É nessa ligação com o local unida, ao mesmo tempo, ao esforço de reelaboração
desse material empírico que reside um dos pontos mais importantes da obra do escritor
sergipano, a construção de uma imagem diferente do sertão. Consciente do uso
ideológico dessa categoria, utilizada, principalmente no período colonial, para
dissimular o massacre aos índios, Viana humaniza o sertão, elaborando em meio ao
clima hostil personagens que descobrem no próprio corpo, por meio da sexualidade, o
verde ausente na vegetação. “Pela primeira vez adivinhei o que era uma campina verde,
devia ser assim, diferente de tudo o que eu tinha visto até então”, afirma o protagonista
de “O meio do mundo”. (VIANA, 1999, P. 15)
Dito isso, esse trabalho procura analisar as imagens do sertão que o autor
constrói no conto “O meio do mundo”, publicado inicialmente em 1993 e reeditado pela
Companhia das Letras em 1999. O conto é um marco importante da obra vianiana,
porque foi o que deu projeção nacional para o escritor até então desconhecido pela
crítica e pela academia. A obra também foi adaptada para o cinema em curta-metragem
produzido por Marcus Vilar exibido no Festival de Curtas de Sergipe.
REGIONALISMO E SERTÃO
De modo geral, denotava “terras sem fé, lei ou rei”, áreas extensas afastadas do litoral,
de natureza ainda indomada, habitadas por índios “selvagens” e animais bravios, sobre
as quais as autoridades portuguesas, leigas ou religiosas, detinham pouca informação e
controle insuficiente. (AMADO, 1995, p. 6)

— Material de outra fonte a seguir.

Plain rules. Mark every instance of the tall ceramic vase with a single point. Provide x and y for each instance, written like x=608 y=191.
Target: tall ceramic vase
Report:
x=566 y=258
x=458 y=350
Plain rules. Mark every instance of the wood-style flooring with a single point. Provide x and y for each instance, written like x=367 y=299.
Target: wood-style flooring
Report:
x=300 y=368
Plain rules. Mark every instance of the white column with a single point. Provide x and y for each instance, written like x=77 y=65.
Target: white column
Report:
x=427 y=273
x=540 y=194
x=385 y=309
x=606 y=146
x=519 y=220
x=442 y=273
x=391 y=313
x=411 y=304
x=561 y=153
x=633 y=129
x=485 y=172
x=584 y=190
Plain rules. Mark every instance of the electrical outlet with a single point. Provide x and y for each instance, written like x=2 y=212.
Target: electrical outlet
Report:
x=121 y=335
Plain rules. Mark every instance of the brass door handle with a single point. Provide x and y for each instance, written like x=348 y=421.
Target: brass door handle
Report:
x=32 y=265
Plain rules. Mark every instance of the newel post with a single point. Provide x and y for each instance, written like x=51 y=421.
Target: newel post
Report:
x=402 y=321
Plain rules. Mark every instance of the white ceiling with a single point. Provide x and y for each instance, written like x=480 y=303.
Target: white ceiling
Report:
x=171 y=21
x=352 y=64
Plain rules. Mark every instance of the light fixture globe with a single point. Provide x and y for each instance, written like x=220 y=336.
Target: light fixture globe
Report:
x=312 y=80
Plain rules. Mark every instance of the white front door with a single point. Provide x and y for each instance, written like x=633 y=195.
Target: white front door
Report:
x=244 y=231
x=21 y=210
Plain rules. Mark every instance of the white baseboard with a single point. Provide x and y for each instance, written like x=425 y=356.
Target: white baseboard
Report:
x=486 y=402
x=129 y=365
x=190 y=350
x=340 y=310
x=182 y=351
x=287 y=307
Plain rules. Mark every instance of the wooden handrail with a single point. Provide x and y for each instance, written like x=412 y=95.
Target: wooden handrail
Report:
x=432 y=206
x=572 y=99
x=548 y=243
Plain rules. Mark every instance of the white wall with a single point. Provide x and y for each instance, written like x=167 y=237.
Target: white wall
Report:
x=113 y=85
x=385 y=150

Etimologicamente, a palavra vem do latim De-Sertum, supino de desere,
significa “o que sai da fileira”, e teria passado à linguagem militar para indicar o que
deserta, o que sai da ordem, o que desaparece, gerando o substantivo desertanum para
indicar o lugar desconhecido aonde ia o desertor. (VICENTINI, 1998, p. 41)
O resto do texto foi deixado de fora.